What if my meter goes into orange/red?
If your meter goes into orange/red, this indicates too little air exchange. Try to limit these moments and look for solutions:
- Open windows and doors further or open more windows and doors.
- Take students from the classroom outside for an activity and leave windows and doors open.
If these moments occur frequently, signal this to the person responsible for monitoring indoor air (management, prevention advisor). Consider how to reduce the number of pupils in the classroom.
If your class is mechanically ventilated, there may be a problem with the ventilation system. The maintenance company may need to be contacted.
Don't get discouraged immediately if you exceed this limit. What is important is that you are already consciously working on ventilating and airing.
Involve the pupils
- Explain to the students what the CO2-meter, how it works and why fresh air is important.
- Make arrangements in the classroom about opening windows and doors.
- Designate an air boss to help you carry out these appointments. You can appoint a different air boss every week.
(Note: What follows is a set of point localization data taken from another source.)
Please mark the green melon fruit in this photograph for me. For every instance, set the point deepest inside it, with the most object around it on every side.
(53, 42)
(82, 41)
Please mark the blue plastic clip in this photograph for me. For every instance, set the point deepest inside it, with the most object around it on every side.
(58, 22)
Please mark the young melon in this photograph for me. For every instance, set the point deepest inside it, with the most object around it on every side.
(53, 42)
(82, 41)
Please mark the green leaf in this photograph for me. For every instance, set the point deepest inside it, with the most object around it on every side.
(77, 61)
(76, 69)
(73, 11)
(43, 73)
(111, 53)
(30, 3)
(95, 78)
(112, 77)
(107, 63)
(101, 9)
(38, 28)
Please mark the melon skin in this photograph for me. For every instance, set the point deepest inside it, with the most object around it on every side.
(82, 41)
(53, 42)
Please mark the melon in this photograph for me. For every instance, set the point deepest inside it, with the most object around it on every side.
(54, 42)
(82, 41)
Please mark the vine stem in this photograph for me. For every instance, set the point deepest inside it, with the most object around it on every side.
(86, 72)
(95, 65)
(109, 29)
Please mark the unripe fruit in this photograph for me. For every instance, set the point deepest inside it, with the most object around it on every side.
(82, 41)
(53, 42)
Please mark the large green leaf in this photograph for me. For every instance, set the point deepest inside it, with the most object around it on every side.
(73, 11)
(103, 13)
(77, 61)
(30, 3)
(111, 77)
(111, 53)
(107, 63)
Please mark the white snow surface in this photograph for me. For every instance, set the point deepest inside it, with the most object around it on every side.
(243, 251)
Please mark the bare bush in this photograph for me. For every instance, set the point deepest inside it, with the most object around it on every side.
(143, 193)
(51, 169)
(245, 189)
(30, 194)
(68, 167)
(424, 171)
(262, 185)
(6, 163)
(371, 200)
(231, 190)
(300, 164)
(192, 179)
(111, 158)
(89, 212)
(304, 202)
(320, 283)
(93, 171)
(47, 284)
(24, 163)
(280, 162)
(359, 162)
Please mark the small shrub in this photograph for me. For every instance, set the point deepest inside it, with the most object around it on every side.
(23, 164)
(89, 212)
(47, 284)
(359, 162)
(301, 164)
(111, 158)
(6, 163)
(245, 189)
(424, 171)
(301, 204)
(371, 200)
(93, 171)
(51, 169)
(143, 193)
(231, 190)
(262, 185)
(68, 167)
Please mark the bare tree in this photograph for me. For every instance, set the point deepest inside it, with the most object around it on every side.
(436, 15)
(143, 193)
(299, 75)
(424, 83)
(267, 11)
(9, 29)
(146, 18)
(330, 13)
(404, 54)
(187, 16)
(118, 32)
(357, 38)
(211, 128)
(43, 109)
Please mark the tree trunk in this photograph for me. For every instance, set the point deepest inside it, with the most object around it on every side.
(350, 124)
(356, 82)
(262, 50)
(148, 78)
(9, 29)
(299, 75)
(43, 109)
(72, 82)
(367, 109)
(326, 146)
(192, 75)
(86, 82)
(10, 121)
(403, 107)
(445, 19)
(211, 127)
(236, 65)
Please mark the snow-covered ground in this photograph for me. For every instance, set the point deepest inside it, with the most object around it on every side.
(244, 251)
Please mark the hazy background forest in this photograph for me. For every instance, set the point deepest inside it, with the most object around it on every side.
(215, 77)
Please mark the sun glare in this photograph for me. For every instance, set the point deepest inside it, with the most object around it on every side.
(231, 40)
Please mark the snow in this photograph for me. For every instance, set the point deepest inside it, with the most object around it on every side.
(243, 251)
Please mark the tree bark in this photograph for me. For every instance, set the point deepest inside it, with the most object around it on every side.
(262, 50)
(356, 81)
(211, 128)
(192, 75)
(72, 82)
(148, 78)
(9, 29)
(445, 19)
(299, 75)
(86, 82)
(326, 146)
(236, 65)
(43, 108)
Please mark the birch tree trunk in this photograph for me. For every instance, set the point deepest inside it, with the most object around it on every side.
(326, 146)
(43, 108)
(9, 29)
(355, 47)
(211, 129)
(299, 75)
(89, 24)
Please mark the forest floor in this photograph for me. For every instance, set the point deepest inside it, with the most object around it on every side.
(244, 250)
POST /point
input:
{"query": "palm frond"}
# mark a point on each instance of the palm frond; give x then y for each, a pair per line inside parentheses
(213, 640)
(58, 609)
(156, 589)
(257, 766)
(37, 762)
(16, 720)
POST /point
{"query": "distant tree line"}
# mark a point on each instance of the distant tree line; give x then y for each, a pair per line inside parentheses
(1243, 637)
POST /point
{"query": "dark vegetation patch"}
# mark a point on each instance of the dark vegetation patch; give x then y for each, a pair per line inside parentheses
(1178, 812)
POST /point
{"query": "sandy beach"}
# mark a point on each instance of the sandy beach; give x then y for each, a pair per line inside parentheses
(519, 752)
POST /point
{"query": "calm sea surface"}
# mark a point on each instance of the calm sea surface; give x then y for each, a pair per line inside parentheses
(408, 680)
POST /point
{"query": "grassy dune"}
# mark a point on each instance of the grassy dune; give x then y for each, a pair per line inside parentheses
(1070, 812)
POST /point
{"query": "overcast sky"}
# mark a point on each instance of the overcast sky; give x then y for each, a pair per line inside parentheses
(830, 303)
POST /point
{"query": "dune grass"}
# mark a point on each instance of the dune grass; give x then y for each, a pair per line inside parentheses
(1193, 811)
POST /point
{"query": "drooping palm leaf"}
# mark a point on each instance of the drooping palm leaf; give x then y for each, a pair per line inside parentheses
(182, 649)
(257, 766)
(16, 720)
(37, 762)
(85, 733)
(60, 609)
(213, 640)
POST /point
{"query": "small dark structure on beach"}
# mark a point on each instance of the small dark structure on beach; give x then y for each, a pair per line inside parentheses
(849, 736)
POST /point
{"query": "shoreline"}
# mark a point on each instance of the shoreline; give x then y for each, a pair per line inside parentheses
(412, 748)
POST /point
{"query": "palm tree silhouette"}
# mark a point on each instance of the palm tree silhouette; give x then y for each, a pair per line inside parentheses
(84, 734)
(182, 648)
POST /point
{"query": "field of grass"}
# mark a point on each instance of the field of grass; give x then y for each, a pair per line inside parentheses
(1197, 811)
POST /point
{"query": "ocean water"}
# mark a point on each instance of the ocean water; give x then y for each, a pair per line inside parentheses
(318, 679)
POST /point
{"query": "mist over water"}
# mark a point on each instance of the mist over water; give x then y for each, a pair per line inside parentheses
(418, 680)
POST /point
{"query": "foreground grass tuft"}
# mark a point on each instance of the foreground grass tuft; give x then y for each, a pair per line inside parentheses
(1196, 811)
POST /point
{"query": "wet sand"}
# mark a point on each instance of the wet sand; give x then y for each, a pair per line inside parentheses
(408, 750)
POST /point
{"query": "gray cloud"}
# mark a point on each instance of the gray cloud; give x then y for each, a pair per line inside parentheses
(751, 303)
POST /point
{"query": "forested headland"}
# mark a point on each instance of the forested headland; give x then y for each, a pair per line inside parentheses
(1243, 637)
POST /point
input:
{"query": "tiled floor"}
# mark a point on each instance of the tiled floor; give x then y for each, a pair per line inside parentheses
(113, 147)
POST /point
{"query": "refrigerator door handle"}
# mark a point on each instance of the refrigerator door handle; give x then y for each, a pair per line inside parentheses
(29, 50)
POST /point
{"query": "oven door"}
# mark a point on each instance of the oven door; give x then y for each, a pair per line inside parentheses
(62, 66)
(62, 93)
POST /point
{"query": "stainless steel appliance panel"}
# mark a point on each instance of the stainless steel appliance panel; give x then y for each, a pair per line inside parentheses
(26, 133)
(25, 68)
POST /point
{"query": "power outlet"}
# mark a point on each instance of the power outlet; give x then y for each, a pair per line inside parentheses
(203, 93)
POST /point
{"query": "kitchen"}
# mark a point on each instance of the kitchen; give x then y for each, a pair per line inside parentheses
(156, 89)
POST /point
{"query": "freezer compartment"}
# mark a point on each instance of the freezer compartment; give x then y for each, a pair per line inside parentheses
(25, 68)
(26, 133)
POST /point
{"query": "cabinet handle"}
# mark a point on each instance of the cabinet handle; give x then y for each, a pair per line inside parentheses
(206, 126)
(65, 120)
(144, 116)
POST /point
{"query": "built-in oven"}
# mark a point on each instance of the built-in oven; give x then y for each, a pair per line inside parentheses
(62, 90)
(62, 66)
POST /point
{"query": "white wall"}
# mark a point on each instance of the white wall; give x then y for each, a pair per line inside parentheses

- Together with the pupils, make a CO2-profile of your class.
High levels of CO2 are measured in my classroom. Is it more likely that I will be infected?
The worse the air exchange rate, the greater the chance that virus particles will accumulate in the indoor air. The likelihood of virus particles in the indoor air depends on:
- the presence of an infected person in the classroom
- that person is contagious. Research shows that especially very sick patients are contagious.
- that infected and contagious person emits micro droplets. These droplets are mainly released by (loud) talking, coughing and sneezing. We therefore advise against talking loudly or shouting in class. And sick children should not come to school.
A well-fitting mask limits the emission of microdroplets and also protects against inhalation of microdroplets. In primary school, children may not wear a mask, but they are less likely to transmit the virus.
High CO2-values indicate poor air exchange. But how often and for how long these high values occur also play a role. Keep track of the number of violations (more than 900 ppm CO2) and therefore the duration of the overrun as small as possible.